歴史的にも絶対に作れないといわれていた極細のモヘア糸。
この糸で編んだカーディガンをオバマ大統領の就任式でミッシェル夫人が着用したことで一躍話題に。

メイド・イン・ヤマガタが世界の檜舞台に

米国オバマ大統領の就任式でミッシェル夫人が着用したやさしい風合いの黄色いカーディガン。世界的ブランド、ニナリッチのカーディガン、それがメイド・イン・ジャパン、しかもメイド・イン・ヤマガタのモヘア糸で編まれたものとわかって大変な話題となりました。柔らかい肌触りが特長で風雅な趣から「フーガ」と名付けられたその糸はアンゴラヤギの毛1グラムを44メートルまで伸ばした極細モヘア糸。歴史的にも不可能とされてきた極めて細い糸を紡ぐことに佐藤繊維が成功したのです。佐藤繊維の名が広く一般の人々にも知られるようになったのはこの一件がきっかけとなったわけですが、その数年前から繊維業界、アパレル業界ではすでに注目を集める存在となっていました。

快進撃の始まりは2007年のイタリア。30色のグラデーション糸やウールで和紙を包んだ糸など、独創的な糸をひっさげて世界最大規模のニット用糸見本市に初出展。すぐにグッチのバイヤーの目に止まり、その後もイブサンローランやランバンから注文が入るようになりました。また、毛1グラムを52メートルまで伸ばしたさらに極細のモヘア糸でシャネルから大量注文を受けるようになったのです。

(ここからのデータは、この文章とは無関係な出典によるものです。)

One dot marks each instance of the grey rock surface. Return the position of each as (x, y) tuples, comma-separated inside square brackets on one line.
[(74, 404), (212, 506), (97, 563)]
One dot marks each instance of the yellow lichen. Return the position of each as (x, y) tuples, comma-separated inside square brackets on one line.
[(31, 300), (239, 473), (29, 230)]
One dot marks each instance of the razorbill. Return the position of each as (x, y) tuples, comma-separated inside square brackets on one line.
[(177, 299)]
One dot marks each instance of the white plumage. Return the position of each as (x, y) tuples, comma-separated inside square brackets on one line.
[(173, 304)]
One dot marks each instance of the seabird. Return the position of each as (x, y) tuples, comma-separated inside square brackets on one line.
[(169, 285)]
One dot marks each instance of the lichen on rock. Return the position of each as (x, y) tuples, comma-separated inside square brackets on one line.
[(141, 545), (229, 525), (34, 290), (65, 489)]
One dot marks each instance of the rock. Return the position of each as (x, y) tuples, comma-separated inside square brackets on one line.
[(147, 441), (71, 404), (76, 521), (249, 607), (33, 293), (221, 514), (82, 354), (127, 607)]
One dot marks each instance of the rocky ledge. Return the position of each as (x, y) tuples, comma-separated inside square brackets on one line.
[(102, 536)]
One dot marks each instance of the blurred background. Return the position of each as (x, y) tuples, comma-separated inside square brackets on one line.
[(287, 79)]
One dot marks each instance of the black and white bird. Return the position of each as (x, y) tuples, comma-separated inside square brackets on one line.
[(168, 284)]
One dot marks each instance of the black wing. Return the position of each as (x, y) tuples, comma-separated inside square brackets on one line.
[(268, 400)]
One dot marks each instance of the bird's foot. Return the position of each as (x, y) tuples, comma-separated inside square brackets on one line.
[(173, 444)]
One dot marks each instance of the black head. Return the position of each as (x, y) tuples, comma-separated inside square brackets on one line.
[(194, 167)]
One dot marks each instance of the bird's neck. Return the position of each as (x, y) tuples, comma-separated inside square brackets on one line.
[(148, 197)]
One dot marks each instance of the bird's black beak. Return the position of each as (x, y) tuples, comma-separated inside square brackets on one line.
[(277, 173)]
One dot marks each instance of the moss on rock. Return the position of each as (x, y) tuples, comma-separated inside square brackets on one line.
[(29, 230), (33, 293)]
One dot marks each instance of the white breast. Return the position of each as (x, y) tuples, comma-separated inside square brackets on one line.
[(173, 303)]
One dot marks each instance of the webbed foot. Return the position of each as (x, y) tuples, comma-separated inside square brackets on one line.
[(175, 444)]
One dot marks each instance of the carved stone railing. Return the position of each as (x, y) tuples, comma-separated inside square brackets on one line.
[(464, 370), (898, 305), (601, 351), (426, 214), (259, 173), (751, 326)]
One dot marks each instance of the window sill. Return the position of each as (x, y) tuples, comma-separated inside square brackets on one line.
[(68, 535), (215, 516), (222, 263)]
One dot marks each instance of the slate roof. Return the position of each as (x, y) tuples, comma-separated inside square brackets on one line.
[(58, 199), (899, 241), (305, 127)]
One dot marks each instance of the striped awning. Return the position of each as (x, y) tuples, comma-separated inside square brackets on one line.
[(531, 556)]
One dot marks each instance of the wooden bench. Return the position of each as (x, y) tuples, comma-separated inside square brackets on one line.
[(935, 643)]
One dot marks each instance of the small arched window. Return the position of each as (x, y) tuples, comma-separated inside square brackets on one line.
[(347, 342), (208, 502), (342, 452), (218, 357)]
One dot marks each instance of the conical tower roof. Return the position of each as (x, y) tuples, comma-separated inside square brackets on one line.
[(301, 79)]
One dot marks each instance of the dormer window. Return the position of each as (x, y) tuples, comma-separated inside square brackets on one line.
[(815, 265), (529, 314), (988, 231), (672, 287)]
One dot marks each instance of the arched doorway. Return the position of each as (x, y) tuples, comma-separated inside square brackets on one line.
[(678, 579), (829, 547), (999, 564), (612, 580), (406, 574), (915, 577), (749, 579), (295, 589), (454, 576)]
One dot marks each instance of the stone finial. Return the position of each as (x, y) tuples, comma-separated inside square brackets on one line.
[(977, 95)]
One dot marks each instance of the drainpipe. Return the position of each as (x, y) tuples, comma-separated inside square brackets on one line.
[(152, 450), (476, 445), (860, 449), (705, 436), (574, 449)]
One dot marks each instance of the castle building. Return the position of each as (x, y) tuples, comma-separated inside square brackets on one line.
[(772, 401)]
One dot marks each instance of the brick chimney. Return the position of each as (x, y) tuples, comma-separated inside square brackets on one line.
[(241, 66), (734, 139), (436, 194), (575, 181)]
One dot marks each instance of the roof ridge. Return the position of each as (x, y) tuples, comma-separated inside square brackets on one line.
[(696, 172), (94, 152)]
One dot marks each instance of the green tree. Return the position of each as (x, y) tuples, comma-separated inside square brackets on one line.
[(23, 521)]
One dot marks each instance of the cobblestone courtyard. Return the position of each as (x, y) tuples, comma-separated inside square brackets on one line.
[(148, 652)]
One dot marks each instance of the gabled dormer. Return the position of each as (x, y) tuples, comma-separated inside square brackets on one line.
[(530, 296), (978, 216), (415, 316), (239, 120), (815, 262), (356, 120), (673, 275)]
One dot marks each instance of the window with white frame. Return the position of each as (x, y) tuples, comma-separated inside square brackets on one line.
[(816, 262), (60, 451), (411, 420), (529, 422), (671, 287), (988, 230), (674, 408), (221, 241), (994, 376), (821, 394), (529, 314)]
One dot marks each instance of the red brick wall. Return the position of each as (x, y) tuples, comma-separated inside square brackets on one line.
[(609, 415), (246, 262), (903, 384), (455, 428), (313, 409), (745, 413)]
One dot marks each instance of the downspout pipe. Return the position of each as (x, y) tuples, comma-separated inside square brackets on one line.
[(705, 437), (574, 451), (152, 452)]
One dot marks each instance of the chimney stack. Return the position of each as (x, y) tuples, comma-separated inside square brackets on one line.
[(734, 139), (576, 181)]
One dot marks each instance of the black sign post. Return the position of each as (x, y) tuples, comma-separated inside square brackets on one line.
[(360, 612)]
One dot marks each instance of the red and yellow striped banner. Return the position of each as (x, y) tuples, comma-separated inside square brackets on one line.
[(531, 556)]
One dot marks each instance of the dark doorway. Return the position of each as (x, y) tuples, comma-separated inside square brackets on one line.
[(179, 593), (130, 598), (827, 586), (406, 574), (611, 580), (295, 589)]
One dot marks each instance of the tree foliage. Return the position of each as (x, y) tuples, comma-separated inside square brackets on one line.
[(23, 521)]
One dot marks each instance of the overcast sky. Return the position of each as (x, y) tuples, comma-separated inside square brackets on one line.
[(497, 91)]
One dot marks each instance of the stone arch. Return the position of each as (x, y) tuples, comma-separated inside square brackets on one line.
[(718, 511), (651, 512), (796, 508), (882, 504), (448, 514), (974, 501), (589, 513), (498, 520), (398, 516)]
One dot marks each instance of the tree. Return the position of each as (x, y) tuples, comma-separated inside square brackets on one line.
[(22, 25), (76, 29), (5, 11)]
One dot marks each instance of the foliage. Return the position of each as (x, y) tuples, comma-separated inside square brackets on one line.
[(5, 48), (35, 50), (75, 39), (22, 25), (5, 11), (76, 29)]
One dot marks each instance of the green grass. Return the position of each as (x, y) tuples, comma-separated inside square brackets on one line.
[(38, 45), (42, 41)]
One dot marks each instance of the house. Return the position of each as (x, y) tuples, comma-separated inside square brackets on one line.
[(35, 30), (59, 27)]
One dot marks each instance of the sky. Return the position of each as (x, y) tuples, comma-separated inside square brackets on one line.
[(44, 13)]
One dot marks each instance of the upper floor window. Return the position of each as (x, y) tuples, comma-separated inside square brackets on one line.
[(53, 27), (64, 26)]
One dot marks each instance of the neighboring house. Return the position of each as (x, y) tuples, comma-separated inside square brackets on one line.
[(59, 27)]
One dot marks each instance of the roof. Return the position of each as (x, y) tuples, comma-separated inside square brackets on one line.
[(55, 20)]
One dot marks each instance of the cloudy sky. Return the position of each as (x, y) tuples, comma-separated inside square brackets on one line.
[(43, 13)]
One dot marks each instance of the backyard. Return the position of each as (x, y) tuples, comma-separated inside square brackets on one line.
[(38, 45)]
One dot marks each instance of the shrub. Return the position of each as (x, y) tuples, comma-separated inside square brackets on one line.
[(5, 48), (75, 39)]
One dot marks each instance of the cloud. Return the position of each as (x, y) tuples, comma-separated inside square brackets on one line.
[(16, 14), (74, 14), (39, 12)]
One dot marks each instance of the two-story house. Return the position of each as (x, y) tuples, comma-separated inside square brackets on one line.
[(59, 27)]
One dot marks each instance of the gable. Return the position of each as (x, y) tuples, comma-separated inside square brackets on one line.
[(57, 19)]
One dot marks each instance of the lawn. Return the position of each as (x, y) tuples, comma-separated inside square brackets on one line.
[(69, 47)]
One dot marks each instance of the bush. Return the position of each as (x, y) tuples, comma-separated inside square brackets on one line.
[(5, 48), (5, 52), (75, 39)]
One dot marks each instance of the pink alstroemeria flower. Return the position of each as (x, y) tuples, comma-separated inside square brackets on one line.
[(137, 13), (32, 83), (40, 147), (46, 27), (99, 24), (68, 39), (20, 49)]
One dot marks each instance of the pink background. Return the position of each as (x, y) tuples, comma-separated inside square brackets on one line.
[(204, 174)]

ジーンズが千円以下での価格競争を繰り広げているこの時代、有名ブランドであれば数十万円はするニットと同じ糸で編んだ、佐藤繊維オリジナルのニットが数万円で大変な割安感をもって買われています。「高くてもいいものを作る」そんな佐藤正樹社長の信念に時代が追いついてきたのでしょう。

展示風景
イタリア「ピッティフィラテイ展」に出展した際の展示風景。

逆境にあったからこそ成しえた進化

世界の一流ブランドからの注文が相次ぎ、テレビ通販ではオリジナルブランド商品が瞬時で売り切れる、こんな現状からは想像に難いのですが、佐藤繊維もずっと順調だったわけではありません。他の繊維業者同様に中国製品に市場を奪われ、危機的状況に追い込まれたこともありました。それを好転させたのは現在の4代目社長、正樹さんの糸づくりへの一途な思いです。注文を受けて言われた通りのものを作るのではなく、自分たちが作りたいものを作るという方向に転換を図っていったのです。そこには当然、原料の厳選や従来通りの紡績にこだわる技術者たちとの軋轢などさまざまな試練がありました。それでも初志を貫徹し、数年後、技術者たちは独創的な糸を紡ぎ出すようになっていました。佐藤社長のアイデアで廃棄処分寸前の昔の機械を買い受けて改良し、コンピュータ制御では出来ないことを手作業で行い、より繊細な糸を紡ぐようにしたのです。この方針転換を佐藤社長は「進化」と呼び、苦しい時代を経験したからこそ成しえた変化だったと分析しています。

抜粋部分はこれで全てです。